After months of watching House Oversight Chairman James Comer (R-KY) attack President Joe Biden for pretty much every outrage worthy of a Fox News segment, the White House isn’t holding back.

In advance of a press conference focused on the Biden family’s “business schemes” that Comer is holding Wednesday morning, White House spokesman Ian Sams issued a lengthy and exclusive comment to The Daily Beast questioning Comer’s own credibility.

“Congressman Comer has a history of playing fast and loose with the facts and spreading baseless innuendo while refusing to conduct his so-called ‘investigations’ with legitimacy,” said Sams, who is the White House press point person on GOP investigations.

“He has hidden information from the public to selectively leak and promote his own hand-picked narratives as part of his overall effort to lob personal attacks at the President and his family.”

Sams continued that instead of “staging yet another political stunt, Chairman Comer and House Republicans should do their job, avoid default without conditions, and prevent a devastating economic crash that could cost millions of Americans their jobs.”

The White House pointed to a number of examples that, according to Biden’s team, illustrate Comer’s tortured relationship with the truth.

First there was Comer’s cable and print crusade to claim that his Oversight Committee had spoken to “four individuals” who had provided information on Biden and the Biden family’s “influence-peddling scheme.” But when Democrats on the Oversight panel demanded to know about these “four individuals,” the ranking Democrat on the committee, Jamie Raskin of Maryland, was assured that Comer had only spoken to two individuals and that “no new witness information” was actually provided.

In a letter, Raskin accused Comer of improperly withholding information from Democrats on the committee and, “going on cable television to tout investigatory steps undertaken in secret or, more disturbingly, which may not have been taken at all.”

Then there was Comer’s investigation into China buying an American cobalt mine in 2016. Comer wrote a letter to the National Archives in Jan. 2022 asking for records about the sale and asserting that the Obama administration “curiously did nothing to intervene in Hunter Biden’s Chinese-backed transaction.”

But Axios reported in March that the firm Hunter Biden was linked to actually had nothing to do with the sale of the cobalt mine.

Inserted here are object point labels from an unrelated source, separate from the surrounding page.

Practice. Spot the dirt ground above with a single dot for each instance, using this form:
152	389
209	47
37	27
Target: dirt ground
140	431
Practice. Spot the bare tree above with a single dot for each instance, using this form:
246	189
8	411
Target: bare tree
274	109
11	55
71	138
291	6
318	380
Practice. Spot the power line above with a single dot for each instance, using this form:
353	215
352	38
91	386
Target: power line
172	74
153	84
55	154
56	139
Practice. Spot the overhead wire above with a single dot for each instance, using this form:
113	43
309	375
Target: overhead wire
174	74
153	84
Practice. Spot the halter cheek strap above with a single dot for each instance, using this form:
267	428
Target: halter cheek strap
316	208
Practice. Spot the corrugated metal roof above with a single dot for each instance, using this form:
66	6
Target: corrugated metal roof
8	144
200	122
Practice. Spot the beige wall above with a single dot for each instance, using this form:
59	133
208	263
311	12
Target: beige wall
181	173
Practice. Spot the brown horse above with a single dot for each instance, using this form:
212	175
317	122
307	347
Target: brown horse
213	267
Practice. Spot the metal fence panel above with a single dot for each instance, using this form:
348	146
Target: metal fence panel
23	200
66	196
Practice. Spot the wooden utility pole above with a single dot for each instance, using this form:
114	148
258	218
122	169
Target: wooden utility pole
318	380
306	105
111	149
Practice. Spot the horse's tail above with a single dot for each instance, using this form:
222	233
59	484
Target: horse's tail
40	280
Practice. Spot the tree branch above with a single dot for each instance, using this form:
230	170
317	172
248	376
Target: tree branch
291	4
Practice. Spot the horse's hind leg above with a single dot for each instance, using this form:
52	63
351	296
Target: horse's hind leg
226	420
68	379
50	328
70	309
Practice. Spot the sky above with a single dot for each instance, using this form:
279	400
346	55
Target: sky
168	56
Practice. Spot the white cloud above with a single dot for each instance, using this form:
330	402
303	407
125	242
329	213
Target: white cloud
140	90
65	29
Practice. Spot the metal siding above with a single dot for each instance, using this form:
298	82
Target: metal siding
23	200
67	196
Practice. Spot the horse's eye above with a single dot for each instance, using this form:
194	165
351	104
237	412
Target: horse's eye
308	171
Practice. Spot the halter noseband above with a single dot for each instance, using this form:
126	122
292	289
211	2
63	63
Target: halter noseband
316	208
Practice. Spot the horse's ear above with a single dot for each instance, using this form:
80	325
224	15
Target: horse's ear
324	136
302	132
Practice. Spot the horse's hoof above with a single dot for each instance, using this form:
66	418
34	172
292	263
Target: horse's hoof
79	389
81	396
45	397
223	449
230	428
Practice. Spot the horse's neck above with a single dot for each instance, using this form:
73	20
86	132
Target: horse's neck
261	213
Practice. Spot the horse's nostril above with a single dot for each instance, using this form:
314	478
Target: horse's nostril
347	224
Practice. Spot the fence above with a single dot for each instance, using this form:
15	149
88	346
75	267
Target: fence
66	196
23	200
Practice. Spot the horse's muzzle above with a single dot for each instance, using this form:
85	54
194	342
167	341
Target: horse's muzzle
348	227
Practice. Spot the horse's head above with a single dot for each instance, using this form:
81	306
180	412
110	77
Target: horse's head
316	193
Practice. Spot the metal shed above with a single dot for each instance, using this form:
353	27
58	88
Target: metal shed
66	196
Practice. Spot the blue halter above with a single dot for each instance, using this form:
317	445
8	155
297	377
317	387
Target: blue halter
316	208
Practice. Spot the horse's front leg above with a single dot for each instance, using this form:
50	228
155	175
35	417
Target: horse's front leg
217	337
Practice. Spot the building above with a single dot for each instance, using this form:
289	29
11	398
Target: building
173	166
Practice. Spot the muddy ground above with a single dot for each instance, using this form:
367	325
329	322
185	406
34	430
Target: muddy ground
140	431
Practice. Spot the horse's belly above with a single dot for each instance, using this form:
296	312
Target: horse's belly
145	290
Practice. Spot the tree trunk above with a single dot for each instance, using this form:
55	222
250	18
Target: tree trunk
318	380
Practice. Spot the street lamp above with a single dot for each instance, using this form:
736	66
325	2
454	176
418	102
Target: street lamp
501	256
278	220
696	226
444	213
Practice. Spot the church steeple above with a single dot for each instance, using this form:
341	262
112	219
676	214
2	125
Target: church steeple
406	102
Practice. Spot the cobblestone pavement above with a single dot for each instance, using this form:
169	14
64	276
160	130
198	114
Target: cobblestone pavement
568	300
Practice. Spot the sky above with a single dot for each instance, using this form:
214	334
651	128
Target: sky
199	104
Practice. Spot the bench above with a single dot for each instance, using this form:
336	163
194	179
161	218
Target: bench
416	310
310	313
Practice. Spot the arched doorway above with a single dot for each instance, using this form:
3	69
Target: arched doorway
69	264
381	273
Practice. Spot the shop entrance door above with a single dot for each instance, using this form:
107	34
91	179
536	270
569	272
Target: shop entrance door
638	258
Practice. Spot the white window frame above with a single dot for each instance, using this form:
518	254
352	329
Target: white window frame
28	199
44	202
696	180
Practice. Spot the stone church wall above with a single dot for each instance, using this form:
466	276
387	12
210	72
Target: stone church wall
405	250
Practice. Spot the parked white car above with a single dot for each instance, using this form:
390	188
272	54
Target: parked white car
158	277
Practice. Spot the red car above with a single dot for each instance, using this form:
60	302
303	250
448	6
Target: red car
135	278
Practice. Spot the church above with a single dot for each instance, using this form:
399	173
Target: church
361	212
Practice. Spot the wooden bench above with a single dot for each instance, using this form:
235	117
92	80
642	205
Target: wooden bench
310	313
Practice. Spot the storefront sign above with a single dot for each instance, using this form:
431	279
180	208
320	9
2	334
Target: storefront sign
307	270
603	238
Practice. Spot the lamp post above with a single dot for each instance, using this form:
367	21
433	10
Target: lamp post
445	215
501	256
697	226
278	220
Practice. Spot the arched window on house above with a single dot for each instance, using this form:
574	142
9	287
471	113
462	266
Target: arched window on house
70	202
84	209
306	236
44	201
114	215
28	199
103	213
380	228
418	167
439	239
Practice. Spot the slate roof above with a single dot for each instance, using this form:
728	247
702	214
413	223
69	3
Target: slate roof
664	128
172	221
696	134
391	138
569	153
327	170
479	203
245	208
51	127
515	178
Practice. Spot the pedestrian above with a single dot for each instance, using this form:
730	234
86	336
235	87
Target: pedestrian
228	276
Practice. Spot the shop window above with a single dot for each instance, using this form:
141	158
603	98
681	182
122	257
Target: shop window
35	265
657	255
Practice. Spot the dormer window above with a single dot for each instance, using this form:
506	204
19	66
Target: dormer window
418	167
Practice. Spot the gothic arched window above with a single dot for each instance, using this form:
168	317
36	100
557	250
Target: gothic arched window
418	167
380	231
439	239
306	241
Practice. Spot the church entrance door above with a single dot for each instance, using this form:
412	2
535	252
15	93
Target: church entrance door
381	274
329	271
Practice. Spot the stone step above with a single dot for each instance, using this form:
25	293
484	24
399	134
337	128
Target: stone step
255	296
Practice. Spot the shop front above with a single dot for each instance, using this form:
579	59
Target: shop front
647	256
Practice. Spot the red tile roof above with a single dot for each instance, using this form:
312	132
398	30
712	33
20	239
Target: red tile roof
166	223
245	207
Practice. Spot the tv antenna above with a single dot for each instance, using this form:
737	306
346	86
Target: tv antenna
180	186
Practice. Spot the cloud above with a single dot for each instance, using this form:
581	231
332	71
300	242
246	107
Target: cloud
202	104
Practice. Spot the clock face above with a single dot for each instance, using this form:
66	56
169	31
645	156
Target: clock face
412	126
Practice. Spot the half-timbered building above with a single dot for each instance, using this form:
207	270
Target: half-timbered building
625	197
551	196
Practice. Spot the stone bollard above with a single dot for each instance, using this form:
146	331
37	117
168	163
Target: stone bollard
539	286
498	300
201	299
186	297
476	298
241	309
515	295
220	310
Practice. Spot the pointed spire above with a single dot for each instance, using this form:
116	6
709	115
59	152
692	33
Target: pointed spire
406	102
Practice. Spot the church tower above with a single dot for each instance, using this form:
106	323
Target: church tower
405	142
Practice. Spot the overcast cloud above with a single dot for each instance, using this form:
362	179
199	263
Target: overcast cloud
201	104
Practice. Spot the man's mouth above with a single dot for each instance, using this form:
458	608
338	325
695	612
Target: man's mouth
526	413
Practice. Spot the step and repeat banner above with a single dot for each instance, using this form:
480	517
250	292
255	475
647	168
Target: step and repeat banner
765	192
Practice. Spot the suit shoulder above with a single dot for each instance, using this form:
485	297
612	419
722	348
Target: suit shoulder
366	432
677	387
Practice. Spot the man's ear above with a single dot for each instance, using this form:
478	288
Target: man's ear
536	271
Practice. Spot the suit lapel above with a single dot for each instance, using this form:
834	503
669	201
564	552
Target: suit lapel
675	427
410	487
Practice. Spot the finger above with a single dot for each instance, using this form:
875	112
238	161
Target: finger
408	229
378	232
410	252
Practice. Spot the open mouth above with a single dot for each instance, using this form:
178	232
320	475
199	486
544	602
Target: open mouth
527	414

The White House also pointed to a list of Comer’s greatest hits—or, really, misses. Comer called Ukraine one of the United States’ “adversaries across the world,” even though Ukraine has been an important strategic ally as it fends off a Russian invasion and significantly hobbles Russia’s military. Comer warned that the Chinese spy balloon in February may have “bioweapons” from Wuhan. (It didn’t.) And he blamed Silicon Valley Bank’s collapse on its “woke” investment strategies of using “environment, social, and governance” criteria to evaluate certain companies, even though the crisis was triggered more by SVB selling bonds at a major loss, followed by a run on the bank.

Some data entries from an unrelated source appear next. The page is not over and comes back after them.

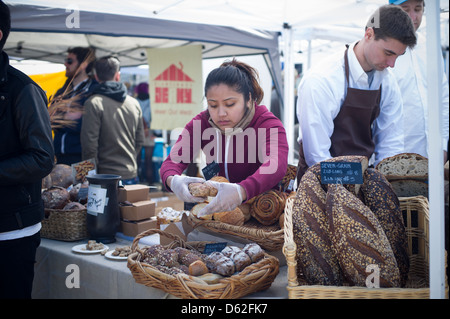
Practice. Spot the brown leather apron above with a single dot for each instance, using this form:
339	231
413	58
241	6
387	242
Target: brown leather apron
352	133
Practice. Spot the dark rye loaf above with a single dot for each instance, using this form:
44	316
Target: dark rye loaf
404	166
316	260
383	202
359	239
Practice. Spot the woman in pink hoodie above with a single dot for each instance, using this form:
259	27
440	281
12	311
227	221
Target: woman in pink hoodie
245	139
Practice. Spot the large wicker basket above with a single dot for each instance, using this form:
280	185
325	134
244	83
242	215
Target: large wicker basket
256	277
65	225
416	216
270	238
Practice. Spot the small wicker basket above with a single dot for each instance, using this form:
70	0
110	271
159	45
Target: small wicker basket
65	225
270	238
256	277
416	217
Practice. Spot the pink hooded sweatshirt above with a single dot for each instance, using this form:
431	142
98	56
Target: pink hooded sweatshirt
255	158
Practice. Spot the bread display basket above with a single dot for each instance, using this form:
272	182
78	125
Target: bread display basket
65	225
416	219
255	277
270	238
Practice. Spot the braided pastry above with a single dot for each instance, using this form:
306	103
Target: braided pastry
268	207
289	177
202	190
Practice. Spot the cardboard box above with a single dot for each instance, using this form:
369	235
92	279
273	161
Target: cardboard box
139	211
132	229
133	193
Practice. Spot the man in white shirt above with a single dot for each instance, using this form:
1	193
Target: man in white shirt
411	74
350	104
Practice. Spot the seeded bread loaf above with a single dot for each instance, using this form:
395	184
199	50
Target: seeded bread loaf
409	187
405	165
387	211
359	239
316	260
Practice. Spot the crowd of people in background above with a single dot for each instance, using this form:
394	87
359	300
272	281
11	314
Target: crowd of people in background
351	104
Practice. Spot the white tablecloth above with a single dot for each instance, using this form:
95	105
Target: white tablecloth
103	278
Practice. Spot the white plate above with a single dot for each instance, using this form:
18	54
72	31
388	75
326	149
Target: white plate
110	256
82	249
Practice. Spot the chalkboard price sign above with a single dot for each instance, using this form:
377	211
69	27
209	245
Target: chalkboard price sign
341	173
211	170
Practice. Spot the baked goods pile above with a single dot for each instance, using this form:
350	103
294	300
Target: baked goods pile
169	215
341	231
59	192
267	208
209	268
407	173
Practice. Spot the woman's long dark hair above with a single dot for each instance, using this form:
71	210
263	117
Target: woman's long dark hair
239	76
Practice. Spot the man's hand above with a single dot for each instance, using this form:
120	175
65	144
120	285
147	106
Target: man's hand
229	196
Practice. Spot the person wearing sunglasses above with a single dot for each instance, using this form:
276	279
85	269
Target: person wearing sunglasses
70	100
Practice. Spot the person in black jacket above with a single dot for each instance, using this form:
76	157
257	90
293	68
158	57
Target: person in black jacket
26	156
77	88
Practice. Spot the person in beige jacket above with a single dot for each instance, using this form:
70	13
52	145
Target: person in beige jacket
112	131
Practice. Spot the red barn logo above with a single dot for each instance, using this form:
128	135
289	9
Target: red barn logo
173	86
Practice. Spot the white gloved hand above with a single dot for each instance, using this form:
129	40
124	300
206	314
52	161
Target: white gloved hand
179	186
228	197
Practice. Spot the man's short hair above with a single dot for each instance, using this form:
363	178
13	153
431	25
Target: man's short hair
5	23
392	22
106	68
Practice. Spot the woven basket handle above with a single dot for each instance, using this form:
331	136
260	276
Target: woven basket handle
289	247
152	231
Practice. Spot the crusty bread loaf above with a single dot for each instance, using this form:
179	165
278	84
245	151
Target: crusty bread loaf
55	197
316	260
196	209
245	208
234	217
219	179
202	190
405	165
358	239
198	268
409	187
383	202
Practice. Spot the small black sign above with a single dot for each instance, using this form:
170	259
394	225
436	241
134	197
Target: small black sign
211	170
210	248
341	173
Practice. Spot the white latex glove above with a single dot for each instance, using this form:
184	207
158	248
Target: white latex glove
179	186
228	198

The Washington Post also gave Comer “Three Pinocchios” for his claims that banks have filed 150 “Suspicious Activity Reports” against Hunter Biden, which he interpreted to mean was proof of “another act of crime.” WaPo noted that the 150 number is shaky, and that, just because a “SAR” was triggered—typically because of a large financial transaction that looks irregular—that doesn’t mean Hunter Biden is guilty of any crime.

Comer has repeatedly made hay out of the SARs. He claimed without evidence that Hunter Biden “probably” has more SARs than anyone else in history. He baselessly claimed “nobody gets more than one SARS file.” And he’s repeatedly mischaracterized what, exactly, a SAR means.

Neither Comer’s office, nor GOP staff on the Oversight Committee, responded to The Daily Beast’s requests for comment on Tuesday afternoon.

Still, Comer plans to hold a press conference on Wednesday on the GOP’s investigation into “the Biden family’s business schemes.” And while he may not be the most reliable narrator on everything Biden, it’s clear that he’s found some areas worthy of investigation—a prospect that clearly has the White House concerned enough to attack him and try to undermine his credibility.

The White House statement highlights the growing tension between Comer and the Biden administration, as Capitol Hill Republicans zero in on the foreign business dealings of Biden’s son.

While this isn’t their first swipe at each other, the broadside from the White House demonstrates the concerted effort to undermine Comer’s investigations as biased and untrustworthy—and could be just the opening stage of an open war between the White House and the House GOP Oversight chair.

In March, Comer may have overplayed his hand when he invoked the president’s deceased son during a podcast with former Fox Business host Lou Dobbs.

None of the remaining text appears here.